By Mary Vlooswyk
Death Of Persephone: A Murder
by Yvonne Blomer
Caitlin Press (2024)
From the title, one can deduce Death of Persephone: A Murder is about mystery solving. Blomer’s poetic narrative offers her readers connected mysteries; the fate of women walking alone at night, the appearance of paper whites, graffiti, and multiple unexpected deaths. I would like to note before proceeding that the book should come with a trigger warning regarding violence against women.
Mysteries are a great way to inspect the mechanics of society – what allows a murder to happen? By setting her poems in a mythological based world, Blomer uses the ancient past to reflect back on what is too common in our society. She isn’t arguing or persuading or comparing and contrasting, she is simply using poems to tell a story. Blomer’s unique approach presents the gods as if they were real. Uncle H. holds Stephanie captive as Hades did with Persephone, portraying very human strengths, weaknesses and limitations. From “Stephanie at the Museum of Fine Art”:
About suffering, the Greeks were masters—
bust of Zeus, nose cleanly removed,and Frederic Back’s environmental wail.
Stephanie whispers chiaroscuro to herself:what is shown and known, what is hidden,
she too full of contradiction: dark and light.
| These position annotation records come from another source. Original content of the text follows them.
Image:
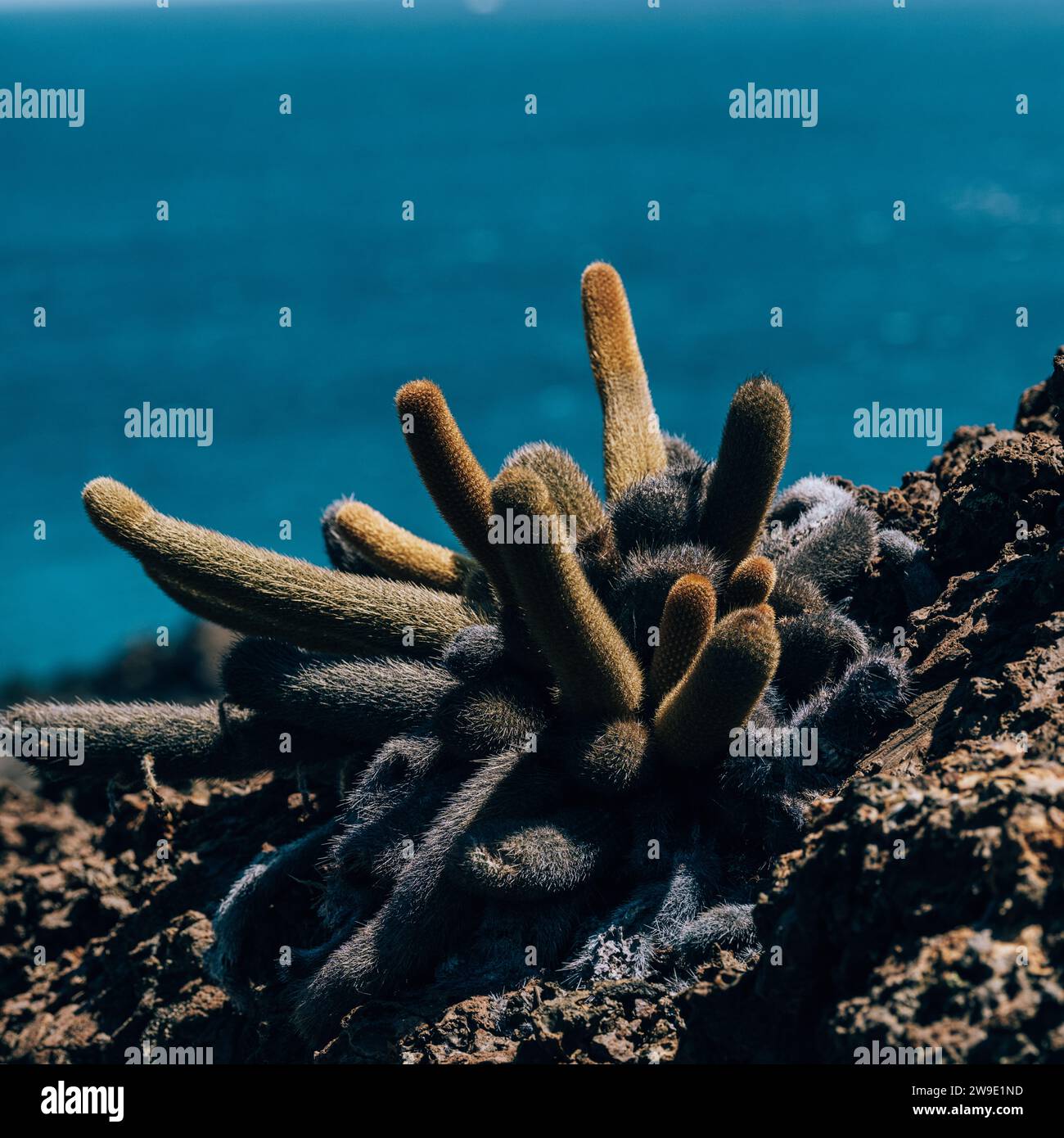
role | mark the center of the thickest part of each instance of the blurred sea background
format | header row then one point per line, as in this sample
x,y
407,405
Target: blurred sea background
x,y
428,105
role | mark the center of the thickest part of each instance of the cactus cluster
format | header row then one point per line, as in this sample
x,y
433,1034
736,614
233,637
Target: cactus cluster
x,y
545,738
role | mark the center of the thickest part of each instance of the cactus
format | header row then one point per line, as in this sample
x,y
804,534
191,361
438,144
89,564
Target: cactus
x,y
541,731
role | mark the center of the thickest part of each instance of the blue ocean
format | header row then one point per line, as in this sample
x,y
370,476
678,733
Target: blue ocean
x,y
427,105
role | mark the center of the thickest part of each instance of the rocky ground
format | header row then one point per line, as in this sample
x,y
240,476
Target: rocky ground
x,y
924,908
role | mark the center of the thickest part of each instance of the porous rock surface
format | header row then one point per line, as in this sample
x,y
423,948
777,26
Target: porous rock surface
x,y
924,907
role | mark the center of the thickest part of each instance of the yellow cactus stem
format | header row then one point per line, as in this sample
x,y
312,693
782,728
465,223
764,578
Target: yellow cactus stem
x,y
314,607
401,554
593,666
632,442
751,583
754,451
459,486
687,624
719,690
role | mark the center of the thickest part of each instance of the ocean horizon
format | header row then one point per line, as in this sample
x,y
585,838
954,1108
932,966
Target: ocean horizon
x,y
428,105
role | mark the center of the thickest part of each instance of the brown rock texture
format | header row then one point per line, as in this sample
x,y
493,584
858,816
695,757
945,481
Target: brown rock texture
x,y
924,907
Death of Persephone is not for the faint of heart. I found myself queasy reading the poem “Violence is a bone in the body” where Blomer describes how violence bites. In “Case Notes: D.I. Boca No. 1/36” the poem shares the detective’s response to Beauty slaughtered. In “The Brothers think they are Gods”:
in one a darkness that homes in
on the girl, her sun-lit dress. Violence
And in the poem “Scratch”:
Out of nowhere – his fist knuckles the small of her back.
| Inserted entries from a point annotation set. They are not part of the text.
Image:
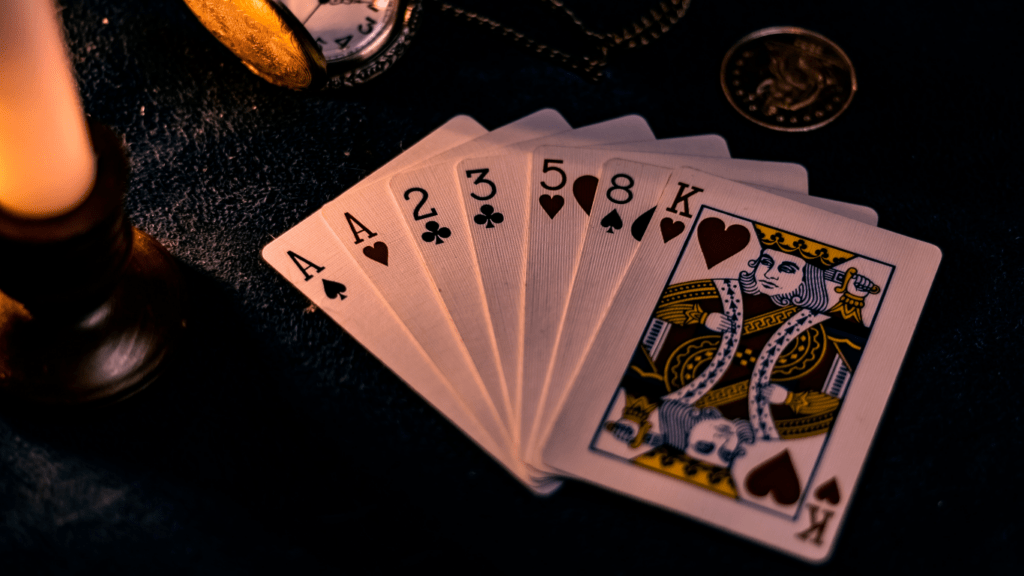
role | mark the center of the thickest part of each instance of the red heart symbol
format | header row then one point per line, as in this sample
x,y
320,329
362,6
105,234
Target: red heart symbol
x,y
719,243
671,229
377,252
584,190
777,477
551,204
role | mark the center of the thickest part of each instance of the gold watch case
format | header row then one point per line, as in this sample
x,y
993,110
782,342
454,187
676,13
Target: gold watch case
x,y
271,42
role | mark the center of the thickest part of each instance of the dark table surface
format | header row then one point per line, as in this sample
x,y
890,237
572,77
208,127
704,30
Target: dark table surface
x,y
276,443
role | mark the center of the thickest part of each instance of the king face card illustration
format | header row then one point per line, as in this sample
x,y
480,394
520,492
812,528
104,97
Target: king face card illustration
x,y
741,372
744,386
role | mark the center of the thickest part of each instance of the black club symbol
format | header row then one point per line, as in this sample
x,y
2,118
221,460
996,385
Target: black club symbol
x,y
435,233
488,216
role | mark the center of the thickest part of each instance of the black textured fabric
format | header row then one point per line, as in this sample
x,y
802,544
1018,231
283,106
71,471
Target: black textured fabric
x,y
276,443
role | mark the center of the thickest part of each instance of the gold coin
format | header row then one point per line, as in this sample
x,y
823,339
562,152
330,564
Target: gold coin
x,y
788,79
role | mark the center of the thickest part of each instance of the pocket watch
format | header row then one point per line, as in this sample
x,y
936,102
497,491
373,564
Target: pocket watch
x,y
310,43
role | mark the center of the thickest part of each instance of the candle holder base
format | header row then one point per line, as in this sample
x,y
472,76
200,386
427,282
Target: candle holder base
x,y
109,354
89,306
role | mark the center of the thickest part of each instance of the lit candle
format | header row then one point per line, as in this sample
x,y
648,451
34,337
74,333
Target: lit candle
x,y
46,162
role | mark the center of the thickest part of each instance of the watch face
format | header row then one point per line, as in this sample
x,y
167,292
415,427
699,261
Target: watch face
x,y
346,30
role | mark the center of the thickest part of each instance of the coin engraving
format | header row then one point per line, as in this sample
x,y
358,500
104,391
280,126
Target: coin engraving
x,y
788,79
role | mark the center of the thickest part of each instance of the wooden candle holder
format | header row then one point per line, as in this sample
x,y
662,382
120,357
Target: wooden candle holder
x,y
89,306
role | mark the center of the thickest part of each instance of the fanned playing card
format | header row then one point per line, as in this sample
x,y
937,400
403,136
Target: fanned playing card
x,y
556,239
740,379
312,258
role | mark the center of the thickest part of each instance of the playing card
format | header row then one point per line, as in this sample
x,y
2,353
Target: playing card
x,y
369,223
312,258
563,189
603,259
499,183
434,212
309,256
740,380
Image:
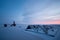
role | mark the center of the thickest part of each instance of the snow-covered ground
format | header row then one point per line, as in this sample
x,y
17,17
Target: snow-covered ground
x,y
19,33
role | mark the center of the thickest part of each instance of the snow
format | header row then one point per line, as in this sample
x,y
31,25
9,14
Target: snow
x,y
19,33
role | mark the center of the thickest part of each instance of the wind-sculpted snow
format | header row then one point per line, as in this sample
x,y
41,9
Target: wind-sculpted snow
x,y
19,32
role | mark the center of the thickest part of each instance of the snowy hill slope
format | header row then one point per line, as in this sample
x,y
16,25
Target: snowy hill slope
x,y
19,33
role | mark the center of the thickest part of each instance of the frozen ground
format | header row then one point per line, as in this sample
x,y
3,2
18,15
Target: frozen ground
x,y
19,33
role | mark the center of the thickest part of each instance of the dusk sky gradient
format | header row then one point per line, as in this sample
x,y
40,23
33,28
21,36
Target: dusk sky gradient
x,y
30,11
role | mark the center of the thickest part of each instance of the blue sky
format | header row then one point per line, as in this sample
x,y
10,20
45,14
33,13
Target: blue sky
x,y
29,11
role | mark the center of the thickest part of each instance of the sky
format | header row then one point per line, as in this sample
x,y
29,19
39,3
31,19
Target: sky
x,y
30,11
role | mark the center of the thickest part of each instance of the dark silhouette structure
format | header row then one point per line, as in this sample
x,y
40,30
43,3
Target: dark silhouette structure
x,y
13,24
5,25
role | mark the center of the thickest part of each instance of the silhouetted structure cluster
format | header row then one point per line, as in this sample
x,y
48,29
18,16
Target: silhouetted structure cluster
x,y
5,25
13,24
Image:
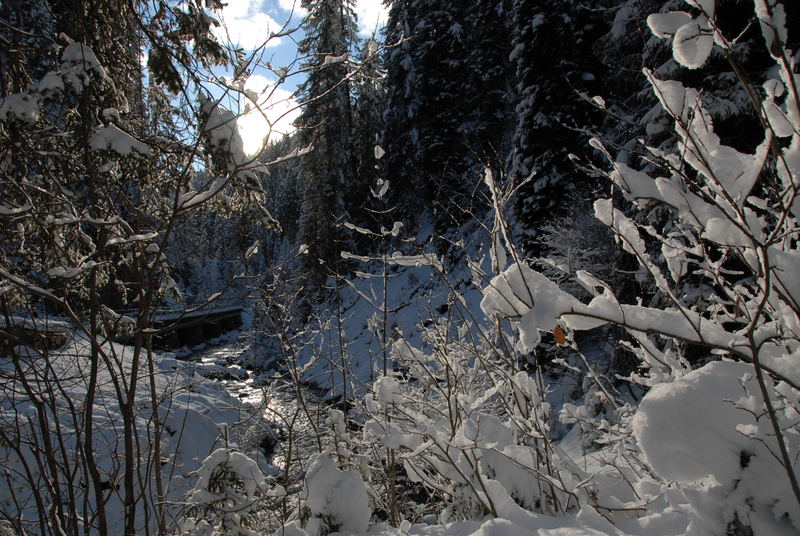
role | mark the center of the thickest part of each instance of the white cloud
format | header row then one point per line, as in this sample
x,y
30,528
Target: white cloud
x,y
246,24
371,13
276,104
371,16
292,5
Skin and bone tracked and bruised.
He stands her upright, leans in as if
they are lovers.
Violence is embedded in the characters, each adding their own short-coming to the dark narrative.
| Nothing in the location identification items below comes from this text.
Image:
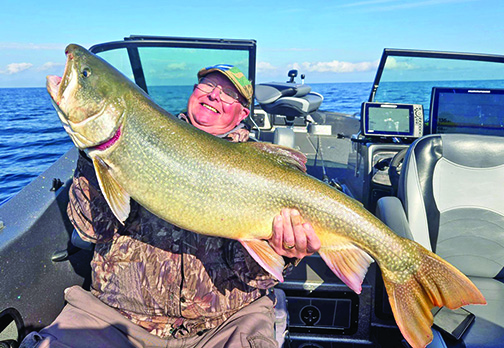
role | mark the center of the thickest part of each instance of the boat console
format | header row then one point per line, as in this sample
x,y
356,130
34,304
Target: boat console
x,y
289,100
387,130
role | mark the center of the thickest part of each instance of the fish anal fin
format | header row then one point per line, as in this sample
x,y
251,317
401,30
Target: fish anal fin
x,y
283,154
117,198
348,262
265,256
436,283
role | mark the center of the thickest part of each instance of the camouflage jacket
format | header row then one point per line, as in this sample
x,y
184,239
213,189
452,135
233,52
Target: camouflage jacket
x,y
172,282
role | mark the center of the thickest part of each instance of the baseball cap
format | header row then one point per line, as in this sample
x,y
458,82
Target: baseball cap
x,y
234,75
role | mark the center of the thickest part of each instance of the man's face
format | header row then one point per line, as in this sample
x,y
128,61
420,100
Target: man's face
x,y
209,113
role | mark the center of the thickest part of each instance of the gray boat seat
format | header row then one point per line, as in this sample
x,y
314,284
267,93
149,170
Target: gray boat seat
x,y
451,200
289,99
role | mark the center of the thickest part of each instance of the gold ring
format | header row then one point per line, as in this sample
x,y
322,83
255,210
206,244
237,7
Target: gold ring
x,y
288,247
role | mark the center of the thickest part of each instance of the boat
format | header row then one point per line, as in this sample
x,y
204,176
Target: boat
x,y
419,100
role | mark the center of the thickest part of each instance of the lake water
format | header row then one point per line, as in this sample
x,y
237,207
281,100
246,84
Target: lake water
x,y
32,138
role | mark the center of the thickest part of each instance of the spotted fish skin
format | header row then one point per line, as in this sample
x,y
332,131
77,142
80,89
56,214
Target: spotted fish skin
x,y
234,190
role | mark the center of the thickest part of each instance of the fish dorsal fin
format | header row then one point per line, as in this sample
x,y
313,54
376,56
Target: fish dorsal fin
x,y
348,262
283,154
265,256
117,198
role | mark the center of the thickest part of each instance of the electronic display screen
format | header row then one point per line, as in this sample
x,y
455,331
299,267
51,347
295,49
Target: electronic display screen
x,y
465,110
393,120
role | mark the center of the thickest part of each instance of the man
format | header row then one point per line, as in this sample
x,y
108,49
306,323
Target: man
x,y
155,285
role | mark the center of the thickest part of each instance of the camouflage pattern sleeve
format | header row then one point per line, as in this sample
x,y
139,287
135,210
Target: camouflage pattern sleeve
x,y
87,208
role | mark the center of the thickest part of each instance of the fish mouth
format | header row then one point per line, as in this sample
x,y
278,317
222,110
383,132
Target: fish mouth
x,y
53,85
209,107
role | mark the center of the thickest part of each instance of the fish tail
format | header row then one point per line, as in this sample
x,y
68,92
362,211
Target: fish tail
x,y
435,283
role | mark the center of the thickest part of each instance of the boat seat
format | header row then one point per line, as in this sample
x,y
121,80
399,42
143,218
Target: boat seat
x,y
450,200
289,99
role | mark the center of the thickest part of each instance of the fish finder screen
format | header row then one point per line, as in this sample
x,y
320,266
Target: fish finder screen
x,y
388,120
392,120
463,110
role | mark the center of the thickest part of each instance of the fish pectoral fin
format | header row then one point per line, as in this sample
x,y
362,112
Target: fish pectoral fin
x,y
282,154
264,255
117,198
348,262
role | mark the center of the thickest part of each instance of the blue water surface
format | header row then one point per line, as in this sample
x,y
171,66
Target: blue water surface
x,y
32,138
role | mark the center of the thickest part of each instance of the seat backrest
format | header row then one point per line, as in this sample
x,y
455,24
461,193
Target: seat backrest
x,y
452,189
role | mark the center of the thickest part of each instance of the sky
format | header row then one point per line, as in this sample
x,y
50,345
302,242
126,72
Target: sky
x,y
328,41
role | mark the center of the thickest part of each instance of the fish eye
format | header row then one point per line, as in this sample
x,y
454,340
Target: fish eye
x,y
86,72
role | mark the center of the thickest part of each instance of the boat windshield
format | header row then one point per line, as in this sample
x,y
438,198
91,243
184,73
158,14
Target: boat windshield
x,y
166,68
409,76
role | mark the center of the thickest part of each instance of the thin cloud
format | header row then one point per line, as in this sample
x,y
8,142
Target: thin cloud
x,y
265,67
50,66
393,64
30,46
392,5
15,68
335,66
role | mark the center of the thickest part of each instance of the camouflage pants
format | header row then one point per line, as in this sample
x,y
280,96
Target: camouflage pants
x,y
87,322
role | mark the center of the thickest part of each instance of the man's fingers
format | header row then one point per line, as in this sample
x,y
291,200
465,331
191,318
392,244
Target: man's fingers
x,y
299,233
289,241
312,240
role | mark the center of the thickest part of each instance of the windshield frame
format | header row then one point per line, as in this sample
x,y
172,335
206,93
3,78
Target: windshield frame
x,y
133,42
392,52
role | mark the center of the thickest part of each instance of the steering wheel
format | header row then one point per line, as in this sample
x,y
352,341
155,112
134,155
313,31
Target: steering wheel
x,y
395,168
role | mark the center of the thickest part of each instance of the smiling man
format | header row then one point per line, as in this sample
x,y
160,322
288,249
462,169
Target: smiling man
x,y
220,102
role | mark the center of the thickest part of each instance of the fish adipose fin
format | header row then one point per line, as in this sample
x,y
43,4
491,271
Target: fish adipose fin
x,y
283,154
435,283
117,198
264,255
347,261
Blomer’s premise is dependent on the evasive nature of violence throughout society where perpetrators do not celebrate the havoc they cause. It’s enough to enact the crime.
After the introduction of Stephanie, in “Dramatis Personae in alphabetical order,” the story proceeds with a growing understanding in the reader that something more than a single murder is underway.
If love is a battlefield, Stephanie is on the
battlefront and yet she is noncombative.
We don’t really learn much more about Stephanie until the poem “Delivery Day”:
…Uncle H. may have wished
for a girly girl, but she’s raised by a man, the Underground, in a space of men.
Truth disguised in the figures of mythology helps the reader make sense of the violence against women in the world Blomer creates through her poetry. “Pteropus: Fruits Bats” compares a bat to a young girl, there is movement from gentle descriptions to demonization and what happens to the girl. A foreshadowing of Stephanie (Persephone)?
Oh bat. Oh maiden child. Oh
myth makers and story
tellers. Look what we’ve done.
Demonized the bat, harvested it,
mummified it, sold it online,
stressed, starved, caged, poisoned it
Frozen it in vampire tales.
The perpetrators do not celebrate the havoc they cause. It seems the point is to enact the crime.
In the poem “The City” readers encounter a female graffiti artist. She appears again in “Case Notes: D. I. Boca No. 7/36”:
…on one
low wall, flaked white paint, a scrap of a shape
shining out—tail of a serpent slips—faded—
Blomer eventually introduces the reader to Thea, the graffiti artist, but her relationship to Stephanie remains obscure, as does the significance of the paper whites that appear with the graffiti at the various murder scenes. Blomer succeeds in offering haunting poems that capture the instability woven into the reality of women’s lives. The wild volatility and explosive unpredictability women face. Yet, somehow, they must keep existing despite it all.
The wonder of myth is how it touches moral codes. Blomer’s writing illustrates how the power of myth continues in modern times; how societal expectations simmer with anger and hope. Her poem “Corridor” unites myth, ancient history and the present:
Language the tongue cannot curl to,
yet tongues do. Persephone,
maiden taken, is in everything.
In ancient Greece women’s place was on the margins of society. Blomer challenges her readers to reflect and question whether time and social consciousness has created much difference for women. Can shining a light on Persephone serve to promote a feminine consciousness and empower women with violence lurking just out of sight? Blomer’s poems are beautifully written. Without sacrificing the details necessary to let them stand alone, they move from one to the next in a sweeping arc. They bleed into the story in ways that make it impossible not to pay attention to Blomer’s characters that haunt the night.
Mary Vlooswyk is poet whose writing has been published locally and internationally. She has been a contributing editor for Arc Poetry Magazine since 2019. Her first book of poetry, On the Prairie Fringe, was self-published in 2022. Her charcoal drawing, Surrender to the Wind was published in Shanti Arts. She is an adult student of cello. An avid lover of nature, she lives with her husband on the edge of beautiful Fish Creek Provincial Park.